Hepatic sinusoidal endothelial cells can store and metabolize serum immunoglobulin



Sinusoidal inclusion-containing endothelial cells in the liver were investigated with particular interest in their capacity of metabolizing immunoglobulin. Formalin-fixed deparaffinized liver specimens were used for immunohistochemistry, and pronase digestion was proved to be effective for antigen retrieval of immunoglobulin. The inclusions in sinusoidal endothelial cells were strongly immunostained with anti-immunoglobulin (Ig)G, IgA, and IgM antibodies in predigested sections. The complements were not identified immunohistochemically in the inclusions even after pronase treatment. Two women with autoimmune liver disease, who initially represented high levels of serum γ globulin and abundant inclusion-containing endothelial cells, were studied. The subsequent biopsy after effective corticosteroid therapy demonstrated significant histological improvement as well as the disappearance of inclusion-containing endothelial cells (ICECs). During and after treatment, their serum γ globulin levels were drastically reduced.
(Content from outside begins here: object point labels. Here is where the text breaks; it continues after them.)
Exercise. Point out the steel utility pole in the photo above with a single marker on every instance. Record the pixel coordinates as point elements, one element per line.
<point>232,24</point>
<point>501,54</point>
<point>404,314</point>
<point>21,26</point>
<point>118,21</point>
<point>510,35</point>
In conclusion, the hepatic sinusoidal endothelial cells can take up serum immunoglobulin, probably through a receptor-mediated pathway, and its excessive storage results in the formation of cytoplasmic inclusions that are easily recognized by a light microscope. The stored immunoglobulin may be degraded in the cytoplasm, and the inclusions would disappear in association with the reduction of sinusoidal γ globulin content. In other words, the intralobular density of inclusion-containing endothelial cells is a morphological predictor for the serum γ globulin level. (Hepatology 1995; 22:1456–1461).